6 minute read

Distributed tracing is one of the most useful observability tools you can add to your products. Digging into the steps of some process to see what happened and how long everything took gives you a valuable debugging tool for distributed systems. It’s usually straightforward to add tracing to HTTP components - you can get a lot of the work for free if you use a service mesh like Istio - but I had an interesting problem where I wanted to monitor processes running in an external system.

I cover the easy(ish) way to do this with HTTP services, and look at the benefits of observability in my 5* Pluralsight course Managing Apps on Kubernetes with Istio.

The system is a risk calculation engine. It has a REST API where you submit work and check on progress, but it doesn’t expose much useful instrumentation. When we submit a piece of work it goes through several stages, which range in duration from 5 minutes to several hours. In that time we can poll the API for a progress report, but we just get a snapshot of the current status, we don’t get an overall picture of the workflow.

I wanted to capture the stages of processing as a tracing graph, so we could build a dashboard with a list of completed processes, and drill down into the details for each. Something like the classic Jaeger view:

Terminology

To make sense of the rest of this post (and the series), some definitions:

  • each job we send to the calculation engine is called a Workflow
  • each Workflow has several stages, represented in the API as a collection of Workflow Entities in the Workflow object

In the real system there are different categories of job, each of which creates a Workflow with a different set of Entities. For this series I’m using a simplified version where very workflow has three Entities which run in sequence:

  • Data Loader, representing the initial setup of data, which typically takes from 2 to 10 minutes
  • Processor, which is the real work and can take from 30 to 240 minutes
  • Output Generator, which transforms the processor output into the required format and can take from 5 to 60 minutes.
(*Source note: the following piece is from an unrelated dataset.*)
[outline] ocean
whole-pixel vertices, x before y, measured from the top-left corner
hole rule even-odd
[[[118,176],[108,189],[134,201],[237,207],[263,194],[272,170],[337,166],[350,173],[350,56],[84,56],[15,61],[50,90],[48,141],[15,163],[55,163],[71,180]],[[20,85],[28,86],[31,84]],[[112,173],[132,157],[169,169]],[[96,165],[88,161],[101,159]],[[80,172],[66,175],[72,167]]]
I have a dummy API for testing which does nothing but reports on Workflow progress using random durations for each Entity.

Architecture

We’ve been live with the real system for a while so we have a good understanding of the workload. It’s pretty bursty with batches of processing coming in for a few hours, and then going quiet. During the batches we have a fairly small number of workflows, typically under 500. The external system breaks each Processor stage into tens of thousands of tasks (running on Spark), but we’re only interested in high-level progress of the Workflow and Entities. We also have a custom-built infrastructure around the external system, to publish events when we submit work, and a backend processor which listens for those events.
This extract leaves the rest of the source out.